John Stott died today [July 27th, 2011] at 3:15 London time (about 9:15 a.m. CST), according to John Stott Ministries President Benjamin Homan. Homan said that Stott’s death came after complications related to old age and that he has been in discomfort for the last several weeks. Family and close friends gathered with Stott today as they listened to Handel’s Messiah. Homan said that John Stott Ministries has been preparing for his death for the past 15 years. “I think he set an impeccable example for leaders of ministries of handing things over to other leaders,” Homan said. “He imparted to many a love for the global church and imparted a passion for biblical fidelity and a love for the Savior.” Billy Graham’s spokesperson released the following statement from the evangelist: “The evangelical world has lost one of its greatest spokesmen, and I have lost one of my close personal friends and advisors. I look forward to seeing him again when I go to Heaven.”
Stott was every inch an evangelical, but a reforming evangelical. He recognized that evangelicalism could and sometimes did sink down into mere piety, whereas the Bible spoke of a robust transformation of the world brought about by God’s people engaged in mission.
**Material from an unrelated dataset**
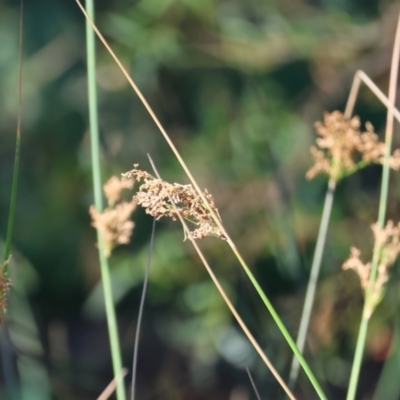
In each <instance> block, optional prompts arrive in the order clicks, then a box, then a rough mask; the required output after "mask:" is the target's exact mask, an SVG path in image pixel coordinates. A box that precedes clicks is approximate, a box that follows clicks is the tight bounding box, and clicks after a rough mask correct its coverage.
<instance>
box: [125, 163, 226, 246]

As a London pastor, Stott increasingly recognized the need for evangelicalism to reclaim its heritage of engagement with the social issues of the day.
His greatest impact in the area of social concern came somewhat inadvertently. In 1974, the Billy Graham Evangelistic Association convened an International Congress on World Evangelization in Lausanne, Switzerland. About 2,500 members attended (in addition to 1,300 other participants). About half of the delegates and speakers came from Majority World countries. The gathering’s wide representation resembled meetings of the World Council of Churches, but the excited atmosphere of unified mission was unprecedented. Many participants grasped for the first time the global dimensions of the evangelical church….
…Stott had been asked to give the opening address on the nature of biblical evangelism. He began with characteristic humility, calling for “a note of evangelical repentance.” And he spoke head-on—with a lucid exposition of Scripture—to the issue on people’s minds. “Here then are two instructions, ‘love your neighbor’ and ‘go and make disciples.’ What is the relation between the two? Some of us behave as if we thought them identical, so that if we have shared the gospel with somebody, we consider we have completed our responsibility to love him. But no. The Great Commission neither explains, nor exhausts, nor supersedes the Great Commandment. What it does is to add to the command of neighbor-love and neighbor-service a new and urgent Christian dimension. If we truly love our neighbor, we shall without doubt tell him the Good News of Jesus. But equally, if we truly love our neighbor, we shall not stop there.”
Theologian David Wells, who was converted through a 1959 John Stott mission in South Africa, later shared a household with him for five years in the early 1960s. “His leadership was effective,” Wells says, “because of his personal integrity and his Christian life. People who knew him always came back to these points. He was known all over the world, but when you met him he was a most devout, humble Christian man. His private life was no different from his public life. It was the same person. That’s another way to say that he had integrity. There was no posing.”
One would like to say that such is the nature of plain, ordinary Christians. Not all live up to it. John Stott did.